以上によれば本件公訴事実の趣旨とするところは(その措辞においてやや明確を欠くものがあるが)要するに、被告人等は共謀の上、真実右公団の職員に採用したものでなく、同公団職員にあらざる伊藤延治を恰も真実同公団職員に任命されたものの如く装い、同人の俸給手当金等の名下に公団より金員を騙取したと云うにあるに対し、原判決の趣旨とするところは、被告人等は右公団職員に任命採用された伊藤延治が任命以来一日も出勤せず又将来出勤の見込もないのに、共謀の上同人が出勤しているもののように装つて同人の俸給手当金等の支払名義の下に公団より金員を騙取したものであると云うのである。

右起訴にかかる公訴事実と原判決認定の事実とを対照すればその間被告人等が判示公団支局長等を欺罔したと云うその手段態様において異るところはあるけれども、被告人等が共謀の上判示公団支局長等を欺罔して判示金員を騙取したという基本的事実関係においては相違するところがないから、原判決の認めた事実は、起訴にかかる公訴事実の同一性を害するものとは認められず、従つてこれを以て所論のように刑事訴訟法第三百七十八条第三号にいわゆる審判の請求を受けた事件につき判決をせず又は審判の請求を受けない事件について判決をした違法があるとはいえない。

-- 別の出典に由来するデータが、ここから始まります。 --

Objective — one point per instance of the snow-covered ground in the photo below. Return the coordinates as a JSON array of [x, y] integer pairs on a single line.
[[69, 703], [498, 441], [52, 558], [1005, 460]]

しかし原判決が認めたところと、起訴状(その追加及び変更を含む)に訴因として表示されたところとは、その欺罔手段とされる具体的事実関係において、一方は伊藤が任命されなかつたのに、任命された如く装つて欺罔したと云うに対し、一方は任命されたが、出勤しないのに、出勤したように装つて欺罔したと云うのであつて、任命の有無について全く相反するものであり、しかも本件記録によれば右任命の有無が原審における重要な争点となつていたことが窺われるのであるから、かかる場合に、この点に関し訴因変更の手続をなさしめないで、判示のように事実関係を変更認定した上、これを詐欺罪に問擬することは、従来専ら起訴状記載の訴因について防禦方法を講じて来た被告人に不意討の感を抱かせるものであり著しく被告人の防禦権を害するものといわなければならない。故に原審としては、伊藤延治が正当に公団の職員に任命されたものと認め、その上でなお本件詐欺罪が成立するものと認めようとするならば須らく検察官をして、そのように訴因を変更させ、又は予備的に訴因を追加させ、或は右のように訴因を変更(予備的に追加する場合を含む)するかどうかについて検察官に釈明を求める等適宜の措置をとるべきものであつた。しかるにこれらの手続を履まないで突如として判示のように認定し詐欺罪を認めた点において、原審はその訴訟手続が法令に違反しその違法が判決に影響を及ぼすことが明らかなものと認められるから、本論旨はこの意味において結局理由があり、原判決は破棄を免れない。

(その他の判決理由は省略する。)

(裁判長判事 谷中董 判事 荒川省三 判事 中浜辰男)

弁護人大島正義の控訴趣意

第五点原判決は刑事訴訟法第三百七十八条第一項第三号に違反する違法があります。

すなわち原審が審判の請求を受けた公訴事実は「被告人等は共謀の上職員の採用名義に依り其の俸給等の騙取を企て昭和二十三年七月初旬頃同公団支局において事実上伊藤延治を採用して勤務させる意思がないのに恰も勤務させるように装い同支局長平原庄兵衛をして伊藤延治を同公団韮崎精米所書記の辞令を発行せしめ、支局長平原庄兵衛をして真実伊藤延治が同公団山梨県支局韮崎精米所書記として勤務しこれに俸給手当等を支払うものと誤信せしめ因て同支局長平原を介し同公団より昭和二十三年七月分より昭和二十四年九月分迄別表記載の通り伊藤延治名義の俸給手当金の下に合計金三万一千三百八十四円七十五銭の交付を受けてこれを騙取したものである」というのでありまして、公訴事実は最初から被告人が架空の人物を採用して勤務させるように装うて欺罔したと言うておりますが、原判決はこの点について何等の判決をして居りません。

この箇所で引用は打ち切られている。